Museums and archives
A replica of the Sacramento, California Central Pacific Railroad passenger station is part of the California State Railroad Museum, located in the Old Sacramento State Historic Park. Two of the company's first locomotives, the Gov. Stanford (No. 1), and C. P. Huntington (No. 3), are housed at the same museum. Nearly all of the company's early correspondence is preserved at Syracuse University as part of the Huntington papers collection, released on microfilm (133 reels). The following libraries have this microfilm: University of Arizona at Tucson; Virginia Commonwealth University at Richmond. Additional collections of manuscript letters are held at Stanford University and the Mariner's Museum at Newport News, Virginia.
Timeline
- June 21, 1861: "Central Pacific Rail Road of California" incorporated; name changed to "Central Pacific Railroad of California" October 8, 1864, after the Pacific Railway Act amendment passes that summer.
- July 1, 1862: President Abraham Lincoln|Lincoln, signed the "Pacific Railway Act" which authorized the Central Pacific and the Union Pacific, to build a railroad to the Pacific Ocean.
- January 8, 1863: Ground breaking ceremonies take place at Sacramento, California, at the foot of "K" Street at the waterfront of the Sacramento River.
- October 26, 1863: First rails laid at Sacramento.
- April 26, 1864: Central Pacific opened to Roseville, 18 miles, where it connected to the California Central Rail Road, operating from Folsom north to Lincoln.
- June 3, 1864: The first revenue, train, on the Central Pacific operates between Sacramento and Newcastle, California,
- October 8, 1864: The company's name is changed to "Central Pacific Railroad of California," a new corporation.
- May 13, 1865: Central Pacific opened 36 miles to Auburn, California.
- September 1, 1865: Central Pacific opened 54 miles to Colfax, California, (formerly known as "Illinoistown").
- December 3, 1866: Central Pacific opened 92 miles to Cisco, California.
- December 1, 1868: Central Pacific opened to Summit of the Sierra Nevadas, 105 miles.
- April 28, 1869: Track crews on the Central Pacific lay 10 miles of track in one day. This is the longest stretch of track that has been built in one day to date.
- May 10, 1869: The Central Pacific and Union Pacific tracks meet in Promontory, Utah.

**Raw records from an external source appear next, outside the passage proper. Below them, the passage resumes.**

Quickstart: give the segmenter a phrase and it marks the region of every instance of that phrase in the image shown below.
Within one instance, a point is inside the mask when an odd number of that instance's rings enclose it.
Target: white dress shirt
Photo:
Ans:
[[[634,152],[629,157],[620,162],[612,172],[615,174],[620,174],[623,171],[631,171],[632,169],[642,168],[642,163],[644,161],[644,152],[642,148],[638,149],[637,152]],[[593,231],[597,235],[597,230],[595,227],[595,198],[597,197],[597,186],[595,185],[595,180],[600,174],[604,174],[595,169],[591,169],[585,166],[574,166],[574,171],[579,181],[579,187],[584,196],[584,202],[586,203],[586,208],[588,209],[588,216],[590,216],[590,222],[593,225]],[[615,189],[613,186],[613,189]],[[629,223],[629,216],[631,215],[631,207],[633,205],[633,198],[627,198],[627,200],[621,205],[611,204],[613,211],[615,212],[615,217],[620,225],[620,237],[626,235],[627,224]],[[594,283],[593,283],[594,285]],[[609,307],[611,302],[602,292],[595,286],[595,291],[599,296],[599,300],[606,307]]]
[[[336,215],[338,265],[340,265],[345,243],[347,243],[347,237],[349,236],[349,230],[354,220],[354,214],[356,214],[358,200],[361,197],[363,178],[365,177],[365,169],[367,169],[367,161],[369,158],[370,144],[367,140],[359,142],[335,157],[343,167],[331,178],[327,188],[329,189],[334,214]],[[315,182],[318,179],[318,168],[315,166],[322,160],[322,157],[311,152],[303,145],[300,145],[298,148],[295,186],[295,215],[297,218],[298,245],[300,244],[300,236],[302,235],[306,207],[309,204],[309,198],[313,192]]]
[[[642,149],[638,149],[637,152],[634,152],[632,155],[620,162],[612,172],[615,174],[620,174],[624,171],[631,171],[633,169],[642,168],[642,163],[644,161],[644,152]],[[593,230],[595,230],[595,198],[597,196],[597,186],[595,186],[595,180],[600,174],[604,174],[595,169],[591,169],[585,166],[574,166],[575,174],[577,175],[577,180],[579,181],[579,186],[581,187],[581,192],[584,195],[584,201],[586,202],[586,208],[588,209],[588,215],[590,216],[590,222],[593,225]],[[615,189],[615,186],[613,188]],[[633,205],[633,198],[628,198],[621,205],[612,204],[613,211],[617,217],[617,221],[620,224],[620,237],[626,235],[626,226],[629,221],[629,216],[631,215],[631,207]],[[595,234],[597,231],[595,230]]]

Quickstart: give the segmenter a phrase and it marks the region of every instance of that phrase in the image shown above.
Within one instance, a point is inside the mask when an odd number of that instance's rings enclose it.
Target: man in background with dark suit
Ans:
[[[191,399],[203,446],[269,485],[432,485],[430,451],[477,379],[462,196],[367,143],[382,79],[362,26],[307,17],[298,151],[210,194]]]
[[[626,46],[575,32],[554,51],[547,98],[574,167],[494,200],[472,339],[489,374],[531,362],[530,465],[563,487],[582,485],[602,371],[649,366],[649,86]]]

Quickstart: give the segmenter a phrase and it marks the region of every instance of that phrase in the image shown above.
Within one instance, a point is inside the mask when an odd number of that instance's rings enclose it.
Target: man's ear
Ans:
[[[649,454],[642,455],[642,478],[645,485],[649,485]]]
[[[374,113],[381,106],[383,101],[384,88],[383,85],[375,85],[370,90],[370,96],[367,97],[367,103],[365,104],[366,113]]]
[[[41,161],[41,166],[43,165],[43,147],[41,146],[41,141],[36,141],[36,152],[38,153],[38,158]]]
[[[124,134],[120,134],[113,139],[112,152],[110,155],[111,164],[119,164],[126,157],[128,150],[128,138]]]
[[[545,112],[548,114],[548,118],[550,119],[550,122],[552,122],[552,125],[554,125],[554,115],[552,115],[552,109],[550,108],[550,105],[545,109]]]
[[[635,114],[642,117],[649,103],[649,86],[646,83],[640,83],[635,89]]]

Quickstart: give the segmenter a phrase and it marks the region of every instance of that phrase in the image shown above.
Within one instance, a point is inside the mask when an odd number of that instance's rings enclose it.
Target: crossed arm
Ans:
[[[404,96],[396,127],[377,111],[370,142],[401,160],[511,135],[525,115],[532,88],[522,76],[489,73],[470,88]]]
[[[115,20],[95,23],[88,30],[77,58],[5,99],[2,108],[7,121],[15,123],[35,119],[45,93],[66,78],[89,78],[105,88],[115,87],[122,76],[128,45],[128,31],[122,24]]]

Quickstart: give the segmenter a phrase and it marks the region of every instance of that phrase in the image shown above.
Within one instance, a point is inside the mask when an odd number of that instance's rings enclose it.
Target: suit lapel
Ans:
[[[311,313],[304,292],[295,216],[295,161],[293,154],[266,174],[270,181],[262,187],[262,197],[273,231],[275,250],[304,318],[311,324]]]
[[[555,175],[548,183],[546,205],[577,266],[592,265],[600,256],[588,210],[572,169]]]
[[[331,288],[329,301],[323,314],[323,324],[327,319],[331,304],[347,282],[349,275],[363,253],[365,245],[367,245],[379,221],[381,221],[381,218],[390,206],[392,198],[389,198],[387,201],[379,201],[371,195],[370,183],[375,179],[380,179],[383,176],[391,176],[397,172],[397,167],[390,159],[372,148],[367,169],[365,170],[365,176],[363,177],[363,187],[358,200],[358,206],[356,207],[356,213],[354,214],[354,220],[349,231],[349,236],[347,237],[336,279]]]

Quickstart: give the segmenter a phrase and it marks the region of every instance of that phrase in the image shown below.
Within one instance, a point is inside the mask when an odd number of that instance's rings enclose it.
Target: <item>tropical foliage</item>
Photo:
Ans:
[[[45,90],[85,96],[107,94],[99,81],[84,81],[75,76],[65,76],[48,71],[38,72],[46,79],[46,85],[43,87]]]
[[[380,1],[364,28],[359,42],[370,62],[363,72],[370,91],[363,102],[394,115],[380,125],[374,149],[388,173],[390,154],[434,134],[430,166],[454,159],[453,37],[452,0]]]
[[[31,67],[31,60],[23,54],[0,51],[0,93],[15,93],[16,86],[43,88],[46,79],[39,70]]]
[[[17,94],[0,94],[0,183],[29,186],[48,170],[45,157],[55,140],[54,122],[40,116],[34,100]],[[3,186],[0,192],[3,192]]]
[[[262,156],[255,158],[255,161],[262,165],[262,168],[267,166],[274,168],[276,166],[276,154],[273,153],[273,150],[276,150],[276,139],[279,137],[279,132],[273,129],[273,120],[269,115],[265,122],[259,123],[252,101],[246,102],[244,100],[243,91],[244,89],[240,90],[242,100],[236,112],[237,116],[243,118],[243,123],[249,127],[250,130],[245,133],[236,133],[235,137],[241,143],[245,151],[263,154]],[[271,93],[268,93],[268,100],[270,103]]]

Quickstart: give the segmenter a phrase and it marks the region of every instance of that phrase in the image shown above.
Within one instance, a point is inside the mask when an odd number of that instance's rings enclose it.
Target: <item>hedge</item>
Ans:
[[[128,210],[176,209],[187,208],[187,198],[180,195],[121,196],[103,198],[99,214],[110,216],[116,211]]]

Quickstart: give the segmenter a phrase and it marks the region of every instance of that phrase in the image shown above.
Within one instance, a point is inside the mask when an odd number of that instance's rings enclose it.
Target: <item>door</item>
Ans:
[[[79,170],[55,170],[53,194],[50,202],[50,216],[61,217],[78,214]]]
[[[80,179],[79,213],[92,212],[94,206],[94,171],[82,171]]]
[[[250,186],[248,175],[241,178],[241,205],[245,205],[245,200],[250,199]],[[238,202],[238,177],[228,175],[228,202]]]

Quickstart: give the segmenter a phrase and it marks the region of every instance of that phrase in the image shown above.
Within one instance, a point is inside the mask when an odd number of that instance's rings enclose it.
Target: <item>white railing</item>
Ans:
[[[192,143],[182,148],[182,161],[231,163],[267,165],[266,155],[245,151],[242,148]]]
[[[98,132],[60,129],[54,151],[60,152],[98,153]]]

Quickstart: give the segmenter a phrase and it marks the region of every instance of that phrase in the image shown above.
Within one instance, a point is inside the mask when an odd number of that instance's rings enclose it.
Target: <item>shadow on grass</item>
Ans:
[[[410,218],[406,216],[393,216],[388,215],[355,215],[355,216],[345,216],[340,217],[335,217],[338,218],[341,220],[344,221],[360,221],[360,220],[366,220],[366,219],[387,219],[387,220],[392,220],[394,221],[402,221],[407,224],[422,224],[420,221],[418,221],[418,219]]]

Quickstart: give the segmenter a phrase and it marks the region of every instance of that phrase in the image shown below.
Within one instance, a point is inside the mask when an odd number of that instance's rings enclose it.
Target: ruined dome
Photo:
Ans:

- May 15, 1869: The first transcontinental trains are run over the new line to Sacramento, California|Sacramento.
- November 8, 1869: The Central Pacific completes the final leg of the route, connecting Sacramento to Oakland.
- June 23, 1870: Central Pacific is consolidated with the Western Pacific and San Francisco Bay Railroad Co. to form the "Central Pacific Railroad Company."
- August 22, 1870: Central Pacific Railroad Co. is consolidated with the California & Oregon; San Francisco, Oakland & Alameda; and San Joaquin Valley Railroad; to form the "Central Pacific Railroad Company," a new corporation.
- April 1, 1885: Central Pacific is leased to Southern Pacific.
- June 30, 1888: Listed by ICC as a "non-operating" subsidiary of Southern Pacific.
- July 29, 1899: Central Pacific is reorganized as the Central Pacific Railway.
- June 30, 1959: Central Pacific is formally merged into the Southern Pacific.